PMCID: PMC8214579  PMID: 32642931

Abstract

Cerebellar involvement in major depressive disorder (MDD) has been demonstrated by a growing number of studies, but it is unknown whether cognitive functioning in depressed individuals is related to cerebellar gray matter volume (GMV) abnormalities. Impaired attention and executive dysfunction are characteristic cognitive deficits in MDD, and critically, they often persist despite remission of mood symptoms. In this study, we investigated cerebellar GMV in patients with remitted MDD (rMDD) that showed persistent cognitive impairment. We applied cerebellum-optimized voxel-based morphometry in 37 patients with rMDD and with cognitive deficits, in 12 patients with rMDD and without cognitive deficits, and in 36 healthy controls (HC). Compared with HC, rMDD patients with cognitive deficits had lower GMV in left area VIIA, crus II, and in vermal area VIIB. In patients with rMDD, regression analyses demonstrated significant associations between GMV reductions in both regions and impaired attention and executive dysfunction. Compared with HC, patients without cognitive deficits showed increased GMV in bilateral area VIIIB. This study supports cerebellar contributions to the cognitive dimension of MDD. The data also point towards cerebellar area VII as a potential target for non-invasive brain stimulation to treat cognitive deficits related to MDD.

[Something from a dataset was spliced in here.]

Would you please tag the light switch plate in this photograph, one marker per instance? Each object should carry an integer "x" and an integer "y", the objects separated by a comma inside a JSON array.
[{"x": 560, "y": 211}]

Electronic supplementary material

The online version of this article (10.1007/s12311-020-01157-z) contains supplementary material, which is available to authorized users.

Keywords: Magnetic resonance imaging, Major depressive disorder, Cerebellum, Cerebellar gray matter, Attention, Executive function

Introduction

Cognitive dysfunction is a highly relevant symptom domain in major depressive disorder (MDD), affecting about two-thirds of acutely depressed patients [1]. In patients with MDD, cognitive impairment independently mediates functional outcomes, e.g., workforce performance [2]. Cognitive dysfunction in depression typically includes deficits of attention and executive functions [1, 3]. Importantly, in 30–50% of patients with MDD, cognitive dysfunction persists despite remission of mood symptoms [1, 4]. If persistent in remitted individuals with MDD, such impairments may mediate an increased risk of major depression relapse [57]. Cognitive dysfunction in MDD is difficult to treat with little evidence for procognitive effects of antidepressant medication [8]. Non-pharmacological interventions, such as cognitive remediation therapy, may be effective, yet data in this regard is scarce and treatment benefits are poorly defined [9].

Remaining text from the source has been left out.